GRAPH REPRESENTATION BY USING MACHINE LEARNING.
BASIC INFORMATION
Ph.D. Student: Ghaidaa Ahmed Ali
Advisor: Sebastián Ventura
Started on: February 2021
Keywords: Machine Learning, Graphs, Bipartite Graph Neural Networks
THESIS PROPOSAL
Graphs that describe pairwise relations between entities are essential representations for real-world data from many different domains, including social science, linguistics, chemistry, biology, and physics. Graphs provide a unique structure unlike typical tables or matrices, the order is not given much priority. Every element is dependent on the other to form a relationship. This relation is a core for all hypotheses and predictions based on it. There are many variants of graphs in the world like Directed Graphs, Heterogeneous Graphs and Graphs with Edge Information. We will use Bipartite Graph inference is to predict the students or materials on our dataset.
A convenient way to represent graphs is through an adjacency matrix. To represent a graph with an adjacency matrix, we order the nodes in the graph so that every node indexes a particular row and column in the adjacency matrix. As a unique non-Euclidean data structure for machine learning, graph analysis focuses on node classification, link prediction, and clustering. Graph neural networks (GNNs) are deep learning-based methods that operate on graph domain. Due to its convincing performance and high interpretability, GNN has been a widely applied graph analysis method recently. GNNs can be viewed as a process of representation learning on graphs. For node focused tasks, GNNs target on learning good features for each node such that node focused tasks can be facilitated. For graph-focused tasks, they aim to learn representative features for the entire graph where learning node features is typically an intermediate step. The process of learning node features usually leverages both the input node features and the graph Structure. The standard neural networks like Convolutional neural networks (CNNs) and Recurrent neural networks (RNN) cannot handle the graph input properly in that they stack the feature of nodes by a specific order. However, there isn’t a natural order of nodes in the graph.

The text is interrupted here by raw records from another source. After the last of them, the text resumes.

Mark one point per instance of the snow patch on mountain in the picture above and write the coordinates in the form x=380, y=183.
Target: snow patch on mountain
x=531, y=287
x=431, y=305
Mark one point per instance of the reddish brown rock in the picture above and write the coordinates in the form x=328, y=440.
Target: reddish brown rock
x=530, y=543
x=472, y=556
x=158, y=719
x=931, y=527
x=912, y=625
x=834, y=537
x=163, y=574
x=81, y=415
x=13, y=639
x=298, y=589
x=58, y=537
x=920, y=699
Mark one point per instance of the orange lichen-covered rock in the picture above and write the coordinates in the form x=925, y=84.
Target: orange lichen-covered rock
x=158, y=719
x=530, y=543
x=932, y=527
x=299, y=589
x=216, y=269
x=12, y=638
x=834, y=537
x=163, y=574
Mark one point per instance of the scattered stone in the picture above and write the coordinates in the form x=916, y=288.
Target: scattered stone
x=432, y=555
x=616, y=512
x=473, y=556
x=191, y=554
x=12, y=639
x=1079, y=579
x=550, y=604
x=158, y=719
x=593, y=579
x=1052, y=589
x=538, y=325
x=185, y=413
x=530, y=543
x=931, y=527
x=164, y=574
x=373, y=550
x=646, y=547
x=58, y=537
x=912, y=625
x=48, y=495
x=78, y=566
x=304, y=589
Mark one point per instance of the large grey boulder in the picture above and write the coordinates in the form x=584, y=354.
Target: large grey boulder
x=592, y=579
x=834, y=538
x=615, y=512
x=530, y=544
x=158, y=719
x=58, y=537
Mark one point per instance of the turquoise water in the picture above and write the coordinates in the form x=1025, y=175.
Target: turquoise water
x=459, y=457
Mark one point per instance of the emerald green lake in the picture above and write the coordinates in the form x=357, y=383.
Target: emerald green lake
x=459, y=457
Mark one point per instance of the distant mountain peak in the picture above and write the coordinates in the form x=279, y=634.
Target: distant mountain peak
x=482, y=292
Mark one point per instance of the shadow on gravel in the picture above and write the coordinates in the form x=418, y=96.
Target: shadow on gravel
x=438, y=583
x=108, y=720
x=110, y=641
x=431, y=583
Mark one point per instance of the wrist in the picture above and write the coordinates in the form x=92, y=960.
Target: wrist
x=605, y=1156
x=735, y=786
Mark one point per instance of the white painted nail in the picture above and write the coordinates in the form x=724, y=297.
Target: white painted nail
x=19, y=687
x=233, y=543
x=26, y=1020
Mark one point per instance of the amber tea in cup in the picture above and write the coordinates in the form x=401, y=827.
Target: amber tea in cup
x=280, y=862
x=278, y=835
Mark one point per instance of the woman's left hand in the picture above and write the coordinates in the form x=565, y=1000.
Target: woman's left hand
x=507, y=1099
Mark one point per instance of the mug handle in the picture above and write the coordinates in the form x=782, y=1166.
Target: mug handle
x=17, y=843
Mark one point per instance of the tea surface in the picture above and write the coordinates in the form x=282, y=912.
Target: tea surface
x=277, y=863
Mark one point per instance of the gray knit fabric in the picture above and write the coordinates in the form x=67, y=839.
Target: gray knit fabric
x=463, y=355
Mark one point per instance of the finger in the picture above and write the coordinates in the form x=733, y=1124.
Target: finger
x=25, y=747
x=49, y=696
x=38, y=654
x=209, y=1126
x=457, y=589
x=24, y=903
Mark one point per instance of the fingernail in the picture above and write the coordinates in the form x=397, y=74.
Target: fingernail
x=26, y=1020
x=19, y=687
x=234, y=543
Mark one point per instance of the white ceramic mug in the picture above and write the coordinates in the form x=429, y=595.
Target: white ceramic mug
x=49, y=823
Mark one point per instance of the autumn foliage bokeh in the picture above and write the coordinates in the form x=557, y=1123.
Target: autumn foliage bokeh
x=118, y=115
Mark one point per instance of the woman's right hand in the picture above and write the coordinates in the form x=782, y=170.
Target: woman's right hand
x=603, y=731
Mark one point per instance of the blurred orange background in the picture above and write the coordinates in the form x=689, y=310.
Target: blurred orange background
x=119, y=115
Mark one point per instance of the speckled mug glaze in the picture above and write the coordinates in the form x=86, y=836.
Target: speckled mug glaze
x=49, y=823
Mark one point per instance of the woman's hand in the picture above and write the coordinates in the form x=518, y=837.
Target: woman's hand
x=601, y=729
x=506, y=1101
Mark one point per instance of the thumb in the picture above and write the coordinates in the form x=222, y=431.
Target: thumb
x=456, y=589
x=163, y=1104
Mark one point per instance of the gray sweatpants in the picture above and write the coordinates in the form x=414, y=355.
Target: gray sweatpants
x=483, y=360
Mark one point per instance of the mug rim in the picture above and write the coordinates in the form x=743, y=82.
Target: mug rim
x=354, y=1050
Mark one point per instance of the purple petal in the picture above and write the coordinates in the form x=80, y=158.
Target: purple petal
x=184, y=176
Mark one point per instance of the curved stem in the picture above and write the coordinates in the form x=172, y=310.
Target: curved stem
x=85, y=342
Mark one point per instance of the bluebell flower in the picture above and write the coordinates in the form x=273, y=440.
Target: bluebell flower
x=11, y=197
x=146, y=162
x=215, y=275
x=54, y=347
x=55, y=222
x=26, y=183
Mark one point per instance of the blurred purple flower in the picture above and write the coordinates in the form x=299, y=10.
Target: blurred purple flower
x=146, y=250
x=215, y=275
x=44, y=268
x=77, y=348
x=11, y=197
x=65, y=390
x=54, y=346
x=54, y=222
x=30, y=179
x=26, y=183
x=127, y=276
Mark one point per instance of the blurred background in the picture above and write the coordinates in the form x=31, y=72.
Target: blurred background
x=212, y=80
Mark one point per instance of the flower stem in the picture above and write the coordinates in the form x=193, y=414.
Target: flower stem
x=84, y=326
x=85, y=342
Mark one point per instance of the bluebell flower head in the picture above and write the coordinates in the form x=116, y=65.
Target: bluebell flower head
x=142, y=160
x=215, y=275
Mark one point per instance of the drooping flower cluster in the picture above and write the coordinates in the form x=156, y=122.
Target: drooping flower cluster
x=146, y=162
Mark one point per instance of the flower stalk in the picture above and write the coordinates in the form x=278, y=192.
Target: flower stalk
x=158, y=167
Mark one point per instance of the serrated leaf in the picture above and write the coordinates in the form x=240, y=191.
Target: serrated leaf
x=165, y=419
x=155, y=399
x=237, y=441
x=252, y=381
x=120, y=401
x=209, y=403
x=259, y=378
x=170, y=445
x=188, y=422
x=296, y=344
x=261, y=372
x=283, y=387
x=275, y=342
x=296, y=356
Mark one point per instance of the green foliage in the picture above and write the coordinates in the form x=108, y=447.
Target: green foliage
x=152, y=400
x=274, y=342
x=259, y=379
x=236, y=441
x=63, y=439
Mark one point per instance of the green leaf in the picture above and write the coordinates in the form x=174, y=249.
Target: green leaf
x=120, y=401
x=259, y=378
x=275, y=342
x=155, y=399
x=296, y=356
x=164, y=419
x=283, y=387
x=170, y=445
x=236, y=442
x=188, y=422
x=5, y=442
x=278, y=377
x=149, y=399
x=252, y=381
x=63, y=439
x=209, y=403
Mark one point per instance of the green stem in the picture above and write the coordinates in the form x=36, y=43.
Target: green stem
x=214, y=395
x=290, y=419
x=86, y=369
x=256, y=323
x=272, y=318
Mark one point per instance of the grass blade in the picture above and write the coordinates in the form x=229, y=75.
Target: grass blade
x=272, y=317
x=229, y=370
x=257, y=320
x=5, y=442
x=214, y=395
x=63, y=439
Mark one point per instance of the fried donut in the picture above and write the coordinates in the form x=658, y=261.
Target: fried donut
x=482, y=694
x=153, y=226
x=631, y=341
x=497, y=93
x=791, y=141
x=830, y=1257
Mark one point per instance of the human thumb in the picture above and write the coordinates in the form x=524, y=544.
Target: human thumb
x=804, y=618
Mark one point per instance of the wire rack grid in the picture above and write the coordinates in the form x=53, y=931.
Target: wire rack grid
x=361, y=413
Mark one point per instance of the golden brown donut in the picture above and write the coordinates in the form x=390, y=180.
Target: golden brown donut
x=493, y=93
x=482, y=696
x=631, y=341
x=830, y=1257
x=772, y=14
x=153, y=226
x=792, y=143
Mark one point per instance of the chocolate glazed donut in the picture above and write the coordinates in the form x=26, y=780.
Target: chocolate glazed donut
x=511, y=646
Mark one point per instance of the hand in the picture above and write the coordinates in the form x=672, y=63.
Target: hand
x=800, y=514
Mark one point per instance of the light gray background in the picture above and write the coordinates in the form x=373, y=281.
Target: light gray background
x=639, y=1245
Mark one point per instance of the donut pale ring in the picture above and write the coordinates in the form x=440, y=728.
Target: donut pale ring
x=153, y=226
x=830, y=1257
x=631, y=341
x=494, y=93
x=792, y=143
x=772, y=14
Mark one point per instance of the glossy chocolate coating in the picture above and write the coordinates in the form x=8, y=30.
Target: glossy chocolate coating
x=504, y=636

The motivations of Graph neural networks are the following. Firstly, most of the objects around us are explicitly or implicitly connected with each other; in other words, we are living in a world of graphs. Secondly, Graph learning has the capability to learn complex relations. As one of the most promising machine learning techniques, GL has shown great potential in deriving knowledge embedded in different kinds of graphs. Specifically, many GL techniques, such as random walk and Graph Neural Networks, have been developed to learn the particular type of relations modelled by graphs, and have been demonstrated to be quite effective. Lastly, the formalization in Graph can be defined in various forms, depending on the data type. It can be homogeneous sequences or heterogeneous networks.
The main goal of the thesis is the development of new Graph methods and their application to different real problems. The bipartite graph inference to predict the nodes in Graph neural networks in machine learning is an excellent methodology to reach this objective, so our primary interest will be the development of machine learning methods for that purpose. The second objective of this research will be the validation of the proposed models to solve a series of real-world problems.